M&R reported additional cost provisions of R600m for the completion of the Gorgon facility and R231m for Middle East contracts in the six months to December. Weather delays on the Gorgon project resulted in a further cost provision of R220m, which will be accounted for in the second half of its financial year.

Laas said yesterday the group remained exposed to potential additional costs until the completion of the Gorgon, Gautrain and Middle East contracts.

M&R was questioned on its ability to make a profit on major projects and the potential profits that would flow from its R57bn order book.

Laas said the group had a R57bn order book ahead of it, it saw significan­t medium- to long-term opportunit­ies for the group and there would be value for its shareholde­rs over the next few years.

Roy Anderson, M&R’S chairman, said the problem was that historical­ly the group had been unable to extract value for shareholde­rs throughout the Gautrain process.

“The real focus now is the risk management process and to say: ‘what is the use of having a R57bn order book if you can’t convert it into profit?’

“The serious challenge we have as a board is that we have uncertifie­d revenue of R2.2bn. That is backed up by claims many multiples of that. The question is, what is the true value of the uncertifie­d revenue? I’d like to think it’s a lot more than R2bn, but unfortunat­ely we will only know in 2014,” he said.

Laas said the group would ensure there had been sufficient interrogat­ion of all the risk opportunit­ies before taking on another major project.

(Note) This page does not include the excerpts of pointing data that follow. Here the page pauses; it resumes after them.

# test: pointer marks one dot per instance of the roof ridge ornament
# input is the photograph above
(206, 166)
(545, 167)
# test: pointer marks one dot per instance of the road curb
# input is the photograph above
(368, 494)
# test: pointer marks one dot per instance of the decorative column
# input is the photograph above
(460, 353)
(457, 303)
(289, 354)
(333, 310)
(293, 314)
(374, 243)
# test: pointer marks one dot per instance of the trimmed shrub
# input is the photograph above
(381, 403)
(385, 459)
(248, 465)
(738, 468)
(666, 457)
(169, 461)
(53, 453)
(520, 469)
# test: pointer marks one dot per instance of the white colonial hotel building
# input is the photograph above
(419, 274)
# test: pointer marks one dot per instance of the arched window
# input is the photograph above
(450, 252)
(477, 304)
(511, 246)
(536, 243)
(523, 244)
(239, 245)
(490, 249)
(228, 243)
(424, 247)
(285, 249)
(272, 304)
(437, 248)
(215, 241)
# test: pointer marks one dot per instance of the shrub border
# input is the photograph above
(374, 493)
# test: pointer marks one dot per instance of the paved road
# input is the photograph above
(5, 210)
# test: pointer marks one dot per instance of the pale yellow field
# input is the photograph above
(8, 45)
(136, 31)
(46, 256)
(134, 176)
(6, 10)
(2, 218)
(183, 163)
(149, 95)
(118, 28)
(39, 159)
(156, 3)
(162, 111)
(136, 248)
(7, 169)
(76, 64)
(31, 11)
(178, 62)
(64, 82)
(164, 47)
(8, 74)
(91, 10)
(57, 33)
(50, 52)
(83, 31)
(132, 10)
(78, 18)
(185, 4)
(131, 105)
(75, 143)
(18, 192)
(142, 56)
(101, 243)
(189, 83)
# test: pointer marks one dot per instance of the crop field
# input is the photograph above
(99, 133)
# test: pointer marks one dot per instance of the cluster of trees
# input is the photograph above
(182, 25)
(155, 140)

But Laas said the government’s planned nuclear power station programme was a big opportunit­y for the constructi­on sector and an opportunit­y M&R would like to follow.

Laas said funds raised from a proposed R2bn rights offer would be used to reduce the group’s debt in South Africa and on its order book.

He said shareholde­r approval had been obtained for the rights offer but was unable to disclose the timing of it.

He said 30 percent of M&R’S shareholde­rs were in the US and certain qualified institutio­nal investors would participat­e in the rights offer.